Friday, December 11, 2015

The Chaos Of Colour: Spain's election

In just over a week's time Spain will hold a general election unlike any other in its comparatively short democratic history. If there are those who still cling to the belief that Ciudadanos and Podemos are impostors, these are beliefs of denial: two-party politics in Spain is dead, long live quadripartite politics.

Life will be breathed into this four-party system for at least as long as the life of the next legislature (until the end of 2019). Whether it survives beyond this will depend upon what happens between now and then. The deniers may, in the long term, prove to be right. If they are for the PP and PSOE, they will hope that they are.

Unless the opinion polls are wildly wrong, a prediction can be made before the electorate heads to the booths on Sunday week. Spain's political scene will be altered. It will also be highly uncertain. The country's general elections would normally expect to demand the footnotes of mainly indifference outside the nation's borders, but not this one. It will be watched like a hawk, with the eyes of Brussels, among others, firmly trained on it.

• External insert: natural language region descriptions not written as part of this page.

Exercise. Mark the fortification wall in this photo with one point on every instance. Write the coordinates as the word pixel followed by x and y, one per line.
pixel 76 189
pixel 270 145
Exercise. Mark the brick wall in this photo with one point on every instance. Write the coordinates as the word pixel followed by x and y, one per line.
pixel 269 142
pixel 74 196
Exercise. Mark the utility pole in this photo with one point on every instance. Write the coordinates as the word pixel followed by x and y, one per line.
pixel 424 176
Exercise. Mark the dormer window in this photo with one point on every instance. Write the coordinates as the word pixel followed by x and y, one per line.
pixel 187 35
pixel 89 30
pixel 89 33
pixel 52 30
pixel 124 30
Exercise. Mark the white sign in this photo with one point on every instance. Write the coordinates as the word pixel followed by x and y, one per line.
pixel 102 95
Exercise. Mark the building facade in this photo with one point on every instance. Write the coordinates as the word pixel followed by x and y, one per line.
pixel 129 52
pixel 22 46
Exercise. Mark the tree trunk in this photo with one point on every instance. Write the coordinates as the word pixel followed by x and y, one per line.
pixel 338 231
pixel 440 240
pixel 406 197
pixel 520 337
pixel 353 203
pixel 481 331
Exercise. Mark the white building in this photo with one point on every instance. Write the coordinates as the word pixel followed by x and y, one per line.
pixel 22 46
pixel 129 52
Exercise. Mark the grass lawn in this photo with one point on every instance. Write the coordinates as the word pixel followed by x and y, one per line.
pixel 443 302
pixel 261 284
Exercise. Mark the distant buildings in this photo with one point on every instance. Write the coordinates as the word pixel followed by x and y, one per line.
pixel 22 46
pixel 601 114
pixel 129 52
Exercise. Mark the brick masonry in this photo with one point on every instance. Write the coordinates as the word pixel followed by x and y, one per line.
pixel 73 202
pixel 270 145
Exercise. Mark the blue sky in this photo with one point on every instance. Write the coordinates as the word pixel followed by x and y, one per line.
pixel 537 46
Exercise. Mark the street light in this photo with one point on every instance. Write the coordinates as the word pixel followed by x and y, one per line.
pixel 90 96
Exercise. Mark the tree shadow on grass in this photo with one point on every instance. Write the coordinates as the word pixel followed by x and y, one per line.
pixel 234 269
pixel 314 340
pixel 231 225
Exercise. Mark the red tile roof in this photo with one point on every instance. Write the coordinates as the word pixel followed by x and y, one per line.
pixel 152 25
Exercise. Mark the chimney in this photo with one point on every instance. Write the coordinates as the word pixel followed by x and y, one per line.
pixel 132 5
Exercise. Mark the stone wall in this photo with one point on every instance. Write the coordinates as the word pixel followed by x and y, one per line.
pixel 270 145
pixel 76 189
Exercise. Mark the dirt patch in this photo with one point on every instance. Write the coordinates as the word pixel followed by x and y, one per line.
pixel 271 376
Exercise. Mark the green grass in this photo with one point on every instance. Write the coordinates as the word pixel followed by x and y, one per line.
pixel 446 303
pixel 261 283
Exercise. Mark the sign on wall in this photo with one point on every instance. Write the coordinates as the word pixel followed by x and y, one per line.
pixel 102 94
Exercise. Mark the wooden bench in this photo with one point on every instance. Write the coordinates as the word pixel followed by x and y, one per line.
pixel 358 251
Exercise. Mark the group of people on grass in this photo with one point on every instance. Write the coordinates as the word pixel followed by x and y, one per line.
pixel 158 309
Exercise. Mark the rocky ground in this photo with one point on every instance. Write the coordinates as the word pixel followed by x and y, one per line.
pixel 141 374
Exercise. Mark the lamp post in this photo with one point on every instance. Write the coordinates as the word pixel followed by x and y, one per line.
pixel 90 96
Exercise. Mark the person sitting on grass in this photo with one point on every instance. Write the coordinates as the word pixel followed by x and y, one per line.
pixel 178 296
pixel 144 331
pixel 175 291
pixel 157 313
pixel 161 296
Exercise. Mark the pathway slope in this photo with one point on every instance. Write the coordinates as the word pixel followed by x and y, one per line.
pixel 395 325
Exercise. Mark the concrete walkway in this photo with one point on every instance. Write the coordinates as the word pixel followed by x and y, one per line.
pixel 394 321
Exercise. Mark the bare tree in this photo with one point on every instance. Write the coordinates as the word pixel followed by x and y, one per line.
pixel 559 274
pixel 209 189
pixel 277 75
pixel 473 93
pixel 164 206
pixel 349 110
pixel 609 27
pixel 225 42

Judging by the comparative turnouts in Palma this week, the Podemos bubble appears anything but burst. Pablo Iglesias fed the five thousand at Palma Arena, while a surreal gathering - a tenth this size - wrapped themselves up against a keen breeze on the Parc de la Mar and listened to Rajoy. The prime minister observed that this was a working day and a gathering during the day. He must surely have made this remark because of events some hours previously. Iglesias had chosen a holiday and the evening: the resulting difference was political PR heaven for Podemos.

Not that these two rallies hold a key to Sunday week. Podemos has not become the mighty force it once looked as if it might; according to the polls, at any rate. The rise of Ciudadanos may explain this. Or perhaps there was always going to be a plateau that Iglesias would not be able to surmount. But in a different sense they did hold a key. Iglesias, populism aside, can be mightily impressive. He is also different.

The four-party televised debate earlier in the week had been a curious prelude to the two Palma rallies; curious because of the absence of Rajoy. This had been known a couple of weeks in advance, the official reason being the number of requests from media outlets and schedule. It was difficult to avoid believing there were other reasons.

One survey of the performances of Iglesias, Sánchez (PSOE), Rivera (Ciudadanos) and Soraya Sáenz de Santamaría, Rajoy's substitute, made Iglesias the winner. Had Rajoy appeared, he might have been a greater winner. The debate itself, minus Rajoy, was a winner. There was freshness in the relative youth of the participants and the presence of a woman. There were degrees of charisma as well.

An argument for Rajoy taking part was that his seniority would afford him gravitas in the eyes of the viewer when set next to the younger upstarts - Iglesias, Rivera and Sánchez - but in recalling the debate he had with Alfredo Rubalcaba prior to the 2011 election, any such gravitas might have been lost amidst the greyness. That debate in 2011 was excruciating. Conducted by two grey men, it might now be looked back upon as the moment when the two-party system condemned itself to the political waste bin. If that was Spain's politics, with two tedious and not especially sympathetic characters representing it, change could not have come soon enough.

The new politics expounded by Iglesias and Rivera is not simply an alteration to political party dynamics, not just an assault on the sleaze and the inherent corruption of the two-party state, it is also much closer to the "citizens" through personality. Spain could abide the aloof drabness of Aznar and Zapatero during the boom times. It could also accept, for a time, the unappealing Rajoy, if this was what it genuinely had to endure. Now, battered by austerity and the greyness inflicted on society, it looks for colour, ironically capable of looking forward to this because of the at least partially successful policies of the PP. As the charismatic González supplied a vitality to the youthful democracy in 1982, so the stage awaits a similar character to advance the rebirth of a country that has been kicked but not totally humiliated, unlike Greece.

But González was able to emerge as the flagwaver of the two-party system that resulted from the chaotic transition with its alliances of convenience. A new chaos of alliance now beckons because of its dismantling. Charisma might abound, but it will be enjoyed only by minorities of supporters and rejected by the combined majorities of others. Political colour is being supplied, but who's to be the artist?